There are very few treatments effective for personality disorders such as this. At times, cognitive interventions can be very well received, leading to a lessening of some maladaptive behavior. For example, a patient can be confronted with a key assumption such as “I must be perfectly in control at all times,” and this assumption can then be discussed and ways created to refute it.


Frequently Asked Questions


How to Differentiate Between OCD and Obsessive-Compulsive Personality Disorder?

OCD is an anxiety disorder, where people realize that they have a mental illness, often having ritualistic behavior, and do not damage their relationships. In comparison, an obsessive-compulsive personality disorder is a personality disorder. People do not realize that they have a mental illness, show perfectionism in several areas, and make people who have a relationship with them suffer a lot.

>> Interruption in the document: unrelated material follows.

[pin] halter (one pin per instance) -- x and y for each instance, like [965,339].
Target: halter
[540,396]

How Does a Person With OCPD Feel Like?

OCPD is a medical condition where people may have perfectionism, overpowering need for order, and mental and interpersonal control. These people will have an obsessive need to follow specific rules and regulations as well as ethical and moral codes from which they will not deviate.

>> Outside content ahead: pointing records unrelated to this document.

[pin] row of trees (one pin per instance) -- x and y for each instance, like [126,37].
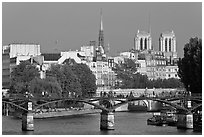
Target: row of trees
[128,78]
[190,66]
[61,80]
[190,72]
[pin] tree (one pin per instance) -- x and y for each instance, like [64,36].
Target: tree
[48,87]
[21,76]
[86,78]
[125,72]
[190,66]
[68,81]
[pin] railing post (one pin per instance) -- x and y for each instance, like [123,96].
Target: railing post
[107,120]
[27,118]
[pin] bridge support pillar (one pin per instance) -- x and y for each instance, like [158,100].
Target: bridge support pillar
[107,121]
[154,106]
[185,121]
[27,119]
[7,110]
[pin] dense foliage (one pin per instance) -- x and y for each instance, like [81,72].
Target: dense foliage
[190,66]
[86,78]
[66,80]
[128,78]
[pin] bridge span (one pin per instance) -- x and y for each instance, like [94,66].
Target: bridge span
[106,104]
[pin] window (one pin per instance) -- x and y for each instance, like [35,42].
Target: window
[145,43]
[166,44]
[170,45]
[141,44]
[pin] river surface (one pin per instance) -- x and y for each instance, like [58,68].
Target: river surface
[126,123]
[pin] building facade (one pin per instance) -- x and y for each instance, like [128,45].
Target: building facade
[167,44]
[143,41]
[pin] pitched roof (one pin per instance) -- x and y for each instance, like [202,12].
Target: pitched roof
[51,56]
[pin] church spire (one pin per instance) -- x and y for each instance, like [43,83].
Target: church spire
[101,37]
[101,25]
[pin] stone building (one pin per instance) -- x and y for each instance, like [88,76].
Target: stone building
[143,41]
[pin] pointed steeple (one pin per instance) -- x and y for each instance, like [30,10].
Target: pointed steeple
[149,24]
[101,25]
[101,37]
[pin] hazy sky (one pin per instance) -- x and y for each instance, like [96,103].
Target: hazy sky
[75,24]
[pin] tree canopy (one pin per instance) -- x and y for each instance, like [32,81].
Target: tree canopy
[190,66]
[68,81]
[86,78]
[126,73]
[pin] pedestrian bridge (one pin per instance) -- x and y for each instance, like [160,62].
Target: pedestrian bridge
[106,104]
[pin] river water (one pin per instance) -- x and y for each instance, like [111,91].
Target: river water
[126,123]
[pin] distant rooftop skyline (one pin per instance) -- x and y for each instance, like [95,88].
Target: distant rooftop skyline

How to Treat a Person With Obsessive-Compulsive Personality Disorder?

The main treatment options for obsessive-compulsive disorder are medication, psychotherapy, and relaxation exercises. For a successful treatment, there should be a strong working relationship between the therapist and the patient.

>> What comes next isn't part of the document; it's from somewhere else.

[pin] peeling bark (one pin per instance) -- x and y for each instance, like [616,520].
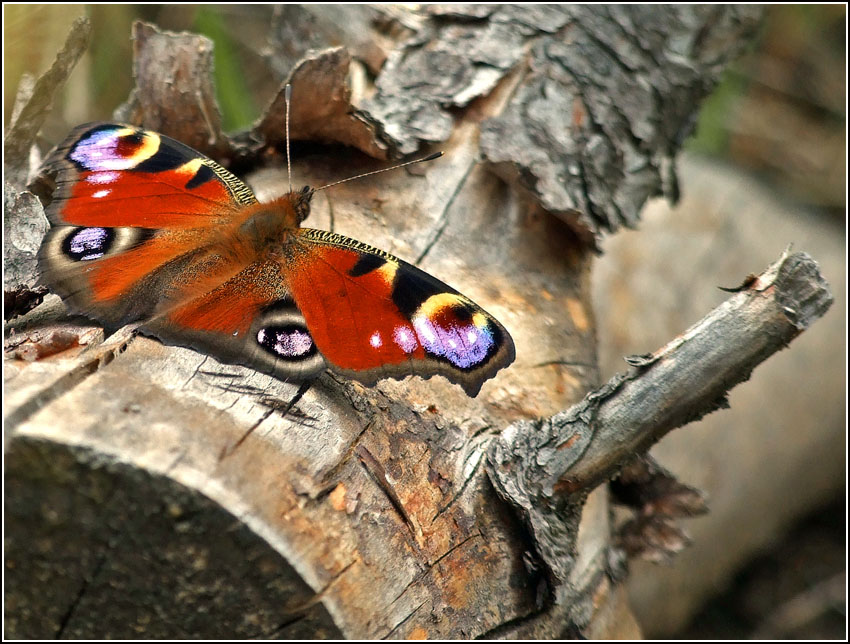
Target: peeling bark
[365,513]
[545,467]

What Is the Toughest Personality Disorder to Treat?

Antisocial, histrionic, borderline, and narcissistic are some of the personality disorders. Among these, borderline personality disorder is the toughest to treat.


How Do I Know if I Have OCPD?

You can understand that you have OCPD when you have these symptoms:
- Perfectionism.
- Over-devotion to work.
- Lack of flexibility.
- Not allowing other people to do something.
- Not willing to show affection.
- Struggling with disordered eating.
- Following self-imposed rules.
- Not throwing things away, even if the objects do not have any value.
- Lack of generosity.
- Preoccupation with details, regulations, and lists.


Is OCPD a Serious Disorder?

OCPD is a serious disorder because it interferes with a person's relationship with others. They can even spoil their relationship. If they are treated, these people can improve their quality of life since they are rarely aware that there is a problem that goes untreated.


What Do You Mean by Borderline Personality Syndrome?

Borderline personality syndrome is an illness that indicates an ongoing pattern of self-image, varying moods, and behavior. People with borderline personality development may have symptoms like:
- Unstable relationships.
- Chronic feelings of emptiness.
- Self-harm.
- Explosive anger.
- Extreme emotional swings.
- Fear of abandonment.
- Unclear or shifting self-image.
- Impulsive, self-destructive behaviors.


How to Diagnose an Obsessive-Compulsive Personality Disorder?

It is very easy to diagnose obsessive-compulsive disorder if you have symptoms like:
- Perfectionism.
- Preoccupation with details.
- A demand that others submit to one's way,
- Inconclusive.
- Devotion to work.
- Restricted expression.
- Over conscientiousness.
- Lack of generosity.
- Hoarding.


How Prevalent Is OCPD?

OCPD is more prevalent among men than women. About 3 to 8 % of people are affected by OCPD, and 1 among 100 people is found to have OCPD in the United States.


Can Both OCD and OCPD Occur in a Person?

OCD and OCPD will usually have related features, but they are two different disorders. A person can have both these disorders. But research indicates that most of the individuals with OCD will not have OCPD.


Can a Personality Disorder Be Controlled?

We can control a personality disorder by:
- Being an active participant in your care to manage your personality disorder.
- Taking your medications as directed and not skipping your medications even if you are sick.
- Learning about your condition.
- Being active.
- Avoiding drugs and alcohol.
- Getting routine medical care.


Is There a Cure for OCPD?

Treatment of OCPD is similar to that of OCD. Cognitive-behavioral therapy is a talk therapy that is very effective in treating OCPD. Some people may also need additional treatment with medications like Carbamazepine and Fluvoxamine to reduce OCPD symptoms.